他方で、責任回避を許さないよう、最終完全親会社等が、発起人等の責任の原因とな
った事実が生じた日において最終完全親会社等であった株式会社をその完全子会社等と
したものである場合には、「特定責任」に当たるか否かについては、当該最終完全親会
社等であった株式会社を同項の最終完全親会社等とみなす(847条の3第5項)とされて
いる。
(3)訴訟の提起
通常の株主代表訴訟の場合と同様、株式会社が 847 条の 3 第 1 項の規定による請求の
日から 60 日以内に特定責任追及の訴えを提起しないときは、当該請求をした最終完全親
会社等の株主は、株式会社のために、特定責任追及の訴えを提起することができる(847
条の 3 第 7 項)。回復することができない損害が生ずるおそれがある場合も通常の株主
代表訴訟の取扱いと同様である(847 条の 3 第 9 項)。不提訴理由の通知についても、通
常の株主代表訴訟の場合と同様の規制がある(847 条の 3 第 8 項)。
5.
訴えが認められない場合
①特定責任追及の訴えが当該株主若しくは第三者の不正な利益を図り又は当該株式会社
若しくは当該最終完全親会社等に損害を加えることを目的とする場合(第847条の3第
1項ただし書1号)
②当該特定責任の原因となった事実によって当該最終完全親会社等に損害が生じていな
い場合(第847条の3 第1項ただし書2号)
通常の株主代表訴訟と同様、不当目的の訴訟提起は許されない。通常の代表訴訟と
異なり、最終完全親会社等に損害が生じていない場合、実効性がないため、訴訟提起
は許されない。
6.
責任の免除及び責任限定契約(424条〜427条)
(1)424条の全部責任免除の対象が特定責任である場合は、子会社の総株主の同意だけ
でなく、最終完全親会社等の総株主の同意も必要となる(847条の3第10項)。
(2)425条の一部責任免除の対象が特定責任である場合は、子会社の株主総会決議だけ
でなく、最終完全親会社等の株主総会決議も必要とされることになる(425条1項かっこ
書)。
(3)426条の取締役等による免除に関する定款の定めについては、定款の定めを設ける
こと自体は、子会社の株主総会決議のみで足りる。
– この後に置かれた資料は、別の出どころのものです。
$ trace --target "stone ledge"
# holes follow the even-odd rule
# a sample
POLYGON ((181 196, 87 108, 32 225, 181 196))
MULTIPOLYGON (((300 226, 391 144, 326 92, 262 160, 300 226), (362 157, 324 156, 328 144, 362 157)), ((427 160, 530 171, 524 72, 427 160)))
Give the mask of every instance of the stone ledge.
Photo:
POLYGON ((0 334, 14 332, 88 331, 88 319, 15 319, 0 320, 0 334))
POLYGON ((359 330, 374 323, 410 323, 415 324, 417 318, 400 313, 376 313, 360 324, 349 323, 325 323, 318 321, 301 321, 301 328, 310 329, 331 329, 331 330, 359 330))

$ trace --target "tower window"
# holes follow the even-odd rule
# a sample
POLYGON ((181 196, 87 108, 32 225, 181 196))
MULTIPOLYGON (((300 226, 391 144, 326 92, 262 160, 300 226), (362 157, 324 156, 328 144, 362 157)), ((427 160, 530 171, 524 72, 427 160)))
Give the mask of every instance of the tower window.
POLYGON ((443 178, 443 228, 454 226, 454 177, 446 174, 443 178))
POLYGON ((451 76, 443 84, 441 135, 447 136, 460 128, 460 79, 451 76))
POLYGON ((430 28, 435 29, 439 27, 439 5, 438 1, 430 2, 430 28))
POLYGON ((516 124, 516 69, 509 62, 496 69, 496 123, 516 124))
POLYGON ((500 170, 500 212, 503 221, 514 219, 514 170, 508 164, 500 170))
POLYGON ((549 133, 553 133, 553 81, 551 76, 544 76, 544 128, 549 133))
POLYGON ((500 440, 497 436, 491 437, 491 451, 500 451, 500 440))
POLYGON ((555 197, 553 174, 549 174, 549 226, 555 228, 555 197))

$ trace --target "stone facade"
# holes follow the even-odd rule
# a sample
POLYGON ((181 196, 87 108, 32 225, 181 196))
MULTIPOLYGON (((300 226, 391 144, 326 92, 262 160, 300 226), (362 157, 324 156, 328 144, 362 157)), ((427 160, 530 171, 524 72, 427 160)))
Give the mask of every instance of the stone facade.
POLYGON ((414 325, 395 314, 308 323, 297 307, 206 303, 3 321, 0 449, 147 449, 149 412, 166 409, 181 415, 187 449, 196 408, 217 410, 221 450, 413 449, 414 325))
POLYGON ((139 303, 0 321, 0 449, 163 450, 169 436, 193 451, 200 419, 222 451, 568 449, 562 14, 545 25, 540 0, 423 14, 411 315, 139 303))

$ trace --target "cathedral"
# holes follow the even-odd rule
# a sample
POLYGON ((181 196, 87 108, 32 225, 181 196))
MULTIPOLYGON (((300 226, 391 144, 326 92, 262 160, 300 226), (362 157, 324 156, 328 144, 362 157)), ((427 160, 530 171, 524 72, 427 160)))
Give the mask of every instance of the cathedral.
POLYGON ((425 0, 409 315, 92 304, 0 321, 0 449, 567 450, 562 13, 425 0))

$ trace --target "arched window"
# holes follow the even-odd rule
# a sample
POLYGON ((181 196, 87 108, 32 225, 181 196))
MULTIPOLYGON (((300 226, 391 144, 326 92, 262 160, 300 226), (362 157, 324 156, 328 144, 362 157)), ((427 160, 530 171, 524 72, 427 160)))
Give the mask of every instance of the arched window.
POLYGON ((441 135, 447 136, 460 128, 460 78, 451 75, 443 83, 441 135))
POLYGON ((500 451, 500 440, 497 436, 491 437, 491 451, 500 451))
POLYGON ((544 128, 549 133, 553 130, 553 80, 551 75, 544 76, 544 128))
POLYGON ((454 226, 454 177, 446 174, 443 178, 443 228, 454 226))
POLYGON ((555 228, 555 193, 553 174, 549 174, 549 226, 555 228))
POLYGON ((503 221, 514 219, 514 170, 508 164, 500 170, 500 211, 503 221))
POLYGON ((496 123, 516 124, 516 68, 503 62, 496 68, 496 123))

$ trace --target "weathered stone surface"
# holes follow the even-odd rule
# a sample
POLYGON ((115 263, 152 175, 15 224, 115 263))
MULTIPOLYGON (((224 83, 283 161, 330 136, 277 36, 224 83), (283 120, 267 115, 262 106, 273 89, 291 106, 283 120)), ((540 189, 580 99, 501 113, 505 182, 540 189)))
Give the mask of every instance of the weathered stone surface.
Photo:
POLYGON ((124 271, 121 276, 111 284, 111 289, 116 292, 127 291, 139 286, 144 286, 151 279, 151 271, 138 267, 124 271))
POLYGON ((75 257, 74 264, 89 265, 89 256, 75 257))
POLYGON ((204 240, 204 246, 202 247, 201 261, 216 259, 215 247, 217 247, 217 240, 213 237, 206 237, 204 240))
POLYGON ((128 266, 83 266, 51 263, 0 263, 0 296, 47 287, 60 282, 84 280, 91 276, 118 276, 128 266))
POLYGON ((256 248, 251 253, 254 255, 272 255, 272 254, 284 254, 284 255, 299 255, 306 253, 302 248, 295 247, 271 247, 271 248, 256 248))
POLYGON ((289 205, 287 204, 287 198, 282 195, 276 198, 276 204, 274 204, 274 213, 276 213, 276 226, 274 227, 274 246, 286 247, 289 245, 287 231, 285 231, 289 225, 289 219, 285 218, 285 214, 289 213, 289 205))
他方、子会社の総株主、最終完全親
会社等の総株主のいずれかで議決権100分の3以上の議決権を有する株主が異議を述べた
場合、責任免除が認められない。
(4)427条の責任限定契約を締結する場合は、子会社の株主総会で足りる。他方、株主
総会における一定事項の開示については、子会社だけでなく、最終完全親会社等の株主
総会でも必要となる。
7.
訴訟参加等
(1)責任追及の訴えの場合、最終完全親会社等の株主も、共同訴訟人または補助参加人
として、訴訟参加することができる(849条1項、847条の4第2項)。また、最終完全親
会社等自身も、補助参加することができる(849条2項2号)。
(2)訴訟告知の通知や公告についても、最終完全親会社等の株主に配慮した規制がある
(849条4項、5項、7項)。
最終完全親会社等の株主から訴訟告知を受けた子会社は、訴訟告知を受けた旨の公告
と通知を、最終完全親会社等に対しても行う義務がある(849条5項、7項)。そして、
最終完全親会社等は、最終完全親会社等の株主に公告と通知をする義務を負う(849条
10項2号)。
8.
他の制度への影響
最終完全親会社等の株主の権利の行使に関しても、利益供与が禁止される(120条1
項)。特定責任追及の訴えにつき利益供与がなされることを防止するためである。